KDSE und AGG: Die Katholische Deutsche Studenten-Einigung (KDSE), welche als Zusammenschluss der gesamten katholischen Studentenschaft fungierte, hatte sich ebenfalls im Sinne einer Demokratisierung politisiert und wollte sich ein neues Schwerpunktprogramm geben. Kerstiens war 1969 in den Vorstand der KDSE gewählt worden und sah seine Aufgabe "vor allem darin, die gesellschaftlich-politische Analyse und Handlungsperspektive mit der Botschaft vom Reich Gottes und seiner Gerechtigkeit zu verknüpfen und zugleich die Gemeindeorientierung und damit die innerkirchlichen Reformbemühungen zu verorten".[8] Mit einer solchen inhaltlichen Ausrichtung wurde 1971 auf dem Gemeindevertretertag (GVT) in Würzburg das Schwerpunktprogramm der KDSE beschlossen. Dieses veranlasste bei den Bischöfen Ablehnung, die Einsetzung einer Gutachter-Kommission und bei dieser den mit einer knappen Mehrheit (von 5 zu 4 Stimmen) beschlossenen Vorwurf, die KDSE habe den kirchlichen Auftrag zugunsten "einer rein innerweltlichen Heilslehre" verraten. Daraufhin wurde der KDSE im März 1973 der kirchliche Auftrag aberkannt und die Finanzen für die Geschäftsstelle gesperrt. Um eine überregionale Zusammenarbeit der Studentengemeinden trotzdem zu ermöglichen, wurde vom KDSE-Vorstand für November 1973 ein erneuter GVT einberufen, bei dem die KDSE aufgelöst und ein neuer Zusammenschluss beschlossen wurde, nämlich die "Arbeitsgemeinschaft katholischer Studenten- und Hochschulgemeinden" (AGG). Nach zähen Verhandlungen wurde die AGG von den Bischöfen anerkannt und konnte die Arbeit im Interesse der Studierenden aufnehmen.[9] Allerdings wurde der AGG dann im Jahr 2000 mit fast den gleichen Vorwürfen bezüglich ihrer inhaltlichen Ausrichtung ebenfalls die Anerkennung entzogen, was zu ihrer Auflösung führte.

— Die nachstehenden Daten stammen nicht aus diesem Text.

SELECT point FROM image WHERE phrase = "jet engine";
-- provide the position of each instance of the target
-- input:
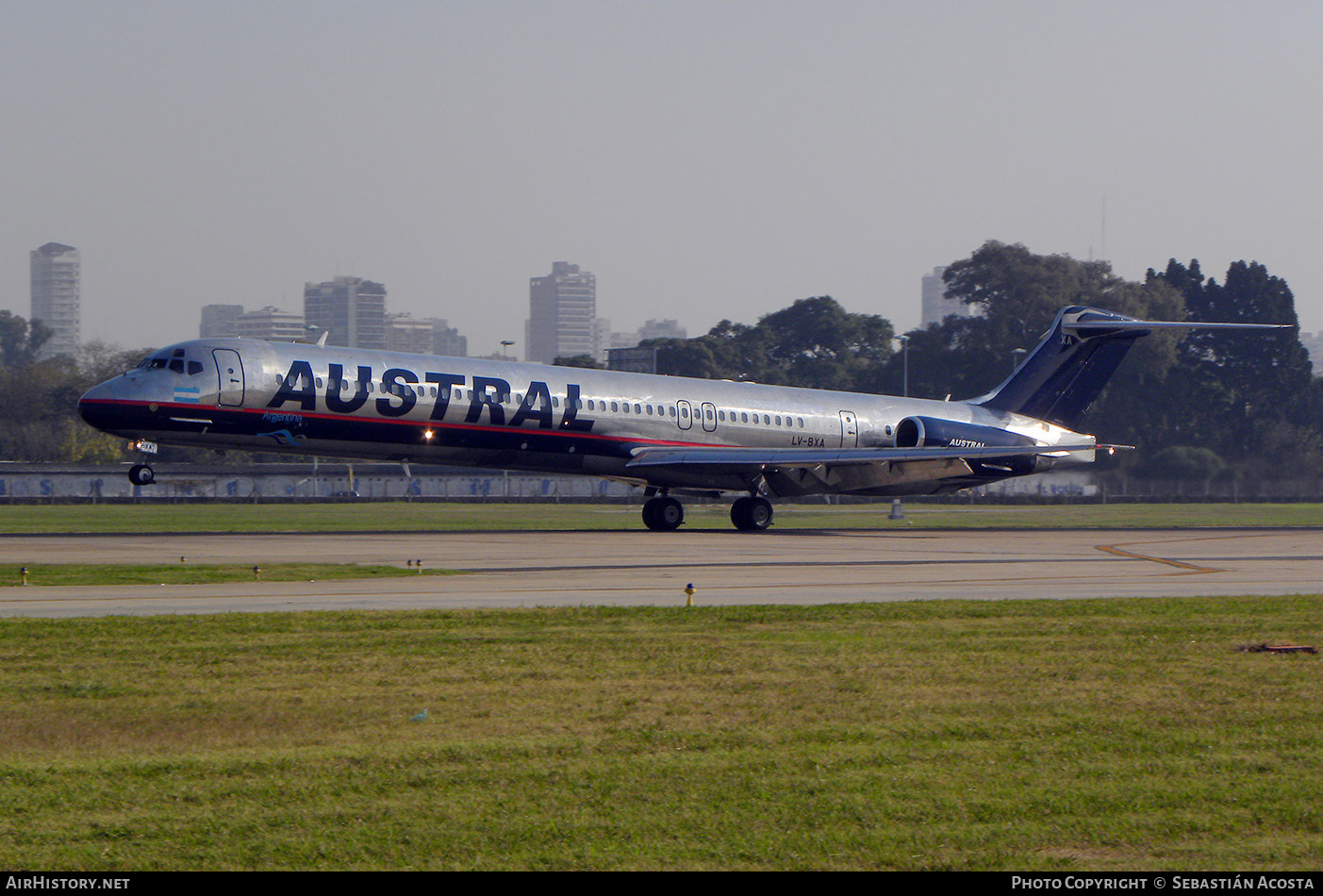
(933, 432)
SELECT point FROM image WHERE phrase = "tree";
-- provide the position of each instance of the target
(20, 340)
(578, 360)
(1248, 396)
(813, 343)
(1017, 295)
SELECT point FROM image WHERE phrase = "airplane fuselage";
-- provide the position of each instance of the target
(295, 397)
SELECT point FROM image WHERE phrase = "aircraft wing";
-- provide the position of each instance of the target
(744, 458)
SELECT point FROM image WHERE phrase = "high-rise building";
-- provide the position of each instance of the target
(272, 324)
(562, 314)
(404, 334)
(56, 297)
(351, 308)
(220, 322)
(446, 340)
(935, 306)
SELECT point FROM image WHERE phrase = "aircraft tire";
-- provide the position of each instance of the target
(663, 514)
(751, 514)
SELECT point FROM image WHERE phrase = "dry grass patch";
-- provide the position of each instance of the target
(937, 735)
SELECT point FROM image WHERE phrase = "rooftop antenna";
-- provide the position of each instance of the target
(1105, 226)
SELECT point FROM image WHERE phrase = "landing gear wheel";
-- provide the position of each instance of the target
(663, 514)
(751, 514)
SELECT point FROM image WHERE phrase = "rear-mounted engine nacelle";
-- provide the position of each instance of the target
(932, 432)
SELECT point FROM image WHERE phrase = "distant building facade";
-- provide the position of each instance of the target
(561, 315)
(637, 358)
(350, 308)
(935, 306)
(404, 334)
(56, 299)
(447, 340)
(220, 322)
(270, 324)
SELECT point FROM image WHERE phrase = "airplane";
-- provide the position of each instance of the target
(672, 436)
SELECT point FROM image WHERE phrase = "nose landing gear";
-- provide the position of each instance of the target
(663, 514)
(141, 474)
(751, 514)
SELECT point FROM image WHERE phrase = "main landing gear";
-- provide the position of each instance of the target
(752, 514)
(666, 514)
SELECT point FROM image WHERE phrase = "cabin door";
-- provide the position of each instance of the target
(230, 370)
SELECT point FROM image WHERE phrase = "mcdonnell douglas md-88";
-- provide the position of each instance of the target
(672, 436)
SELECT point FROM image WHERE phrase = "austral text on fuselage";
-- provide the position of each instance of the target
(400, 396)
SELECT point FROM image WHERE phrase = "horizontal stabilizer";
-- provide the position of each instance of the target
(1063, 376)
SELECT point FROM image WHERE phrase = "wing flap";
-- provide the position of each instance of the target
(744, 458)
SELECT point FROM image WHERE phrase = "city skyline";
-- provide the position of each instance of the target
(706, 161)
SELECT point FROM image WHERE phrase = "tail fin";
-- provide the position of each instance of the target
(1066, 373)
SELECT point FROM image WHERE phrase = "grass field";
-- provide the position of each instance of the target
(1083, 735)
(442, 516)
(72, 573)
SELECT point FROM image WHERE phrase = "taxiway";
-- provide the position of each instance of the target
(522, 570)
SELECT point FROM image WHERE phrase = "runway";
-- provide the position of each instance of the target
(524, 570)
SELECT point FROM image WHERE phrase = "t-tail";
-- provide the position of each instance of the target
(1064, 374)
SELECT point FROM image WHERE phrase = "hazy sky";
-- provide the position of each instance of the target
(705, 159)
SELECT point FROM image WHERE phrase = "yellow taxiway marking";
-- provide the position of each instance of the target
(1185, 568)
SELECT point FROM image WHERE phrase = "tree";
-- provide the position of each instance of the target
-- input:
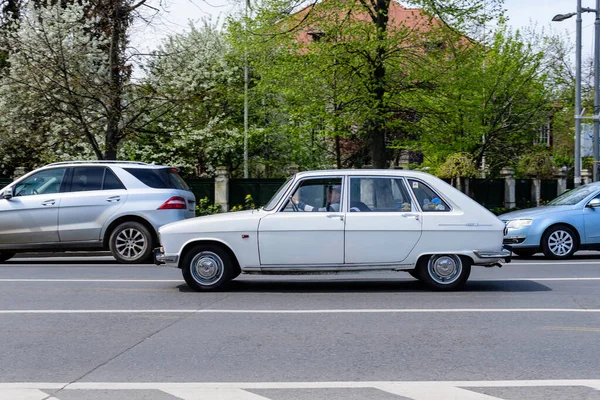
(361, 72)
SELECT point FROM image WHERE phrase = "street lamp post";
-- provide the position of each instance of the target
(578, 116)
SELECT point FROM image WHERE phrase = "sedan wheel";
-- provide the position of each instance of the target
(559, 242)
(131, 242)
(444, 271)
(207, 268)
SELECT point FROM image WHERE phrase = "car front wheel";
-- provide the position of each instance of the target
(207, 268)
(559, 242)
(444, 271)
(131, 242)
(6, 255)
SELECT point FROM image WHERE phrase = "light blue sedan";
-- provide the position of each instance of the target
(568, 223)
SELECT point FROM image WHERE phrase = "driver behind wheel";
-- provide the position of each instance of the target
(333, 201)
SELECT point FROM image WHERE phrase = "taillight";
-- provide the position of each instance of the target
(174, 203)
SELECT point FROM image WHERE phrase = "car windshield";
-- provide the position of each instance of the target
(573, 196)
(277, 196)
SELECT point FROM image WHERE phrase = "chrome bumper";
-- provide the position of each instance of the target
(161, 258)
(505, 253)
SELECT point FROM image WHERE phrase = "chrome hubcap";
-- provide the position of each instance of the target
(206, 268)
(131, 243)
(560, 243)
(444, 269)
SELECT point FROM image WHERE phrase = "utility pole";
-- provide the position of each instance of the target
(246, 78)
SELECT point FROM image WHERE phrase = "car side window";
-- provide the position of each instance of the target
(379, 194)
(44, 182)
(111, 182)
(427, 198)
(86, 179)
(319, 194)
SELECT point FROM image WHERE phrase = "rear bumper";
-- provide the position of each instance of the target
(504, 254)
(160, 258)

Nihil obstat: Das theologische und politische Engagement Kerstiens` in den Studentengemeinden wurde nicht zuletzt auch fundiert durch die Ergebnisse seiner Dissertation.[10] In dieser Arbeit hatte er aufgezeigt, dass das Ringen um die Wahrheitsaussagen im Glauben zwar offen bleibt, dass es aber dank der Hoffnungsstruktur unseres Glaubens ohne Angst getragen und voll Vertrauen gelebt werden kann.[11] 1979 wurde Kerstiens, vermittelt über seinen Doktorvater Metz, ein Lehrauftrag an der Universität Münster zum Thema "Systematische Theologie - Einführung in ihre Grundlagen" angeboten. Bei der Anfrage wegen des dafür notwendigen Nihil obstat äußerte der dafür zuständige Bischof Tenhumberg Bedenken wegen der Veröffentlichungen Kerstiens` und bat die Glaubenskommission der Deutschen Bischofskonferenz um ein Gutachten. Kardinal Ratzinger, der Vorsitzende der Kommission, beauftragte daraufhin Hans Urs von Balthasar und Leo Scheffczyk, zwei Professoren, die für ihre pointierte konservative kirchliche Position bekannt sind. Trotz etlicher Verteidigungsschriften von renommierten Theologen, unter anderem auch von Karl Rahner, und eigener Erklärungen seitens Kerstiens` wurde das Nihil obstat nicht erteilt. Erst später, als Kerstiens dieses nicht mehr brauchte, wurde es ihm nach dem Tod von Bischof Tenhumberg von dem mit ihm seit Studienzeiten befreundeten Kapitularvikar Reinhard Lettmann zugesprochen.[12]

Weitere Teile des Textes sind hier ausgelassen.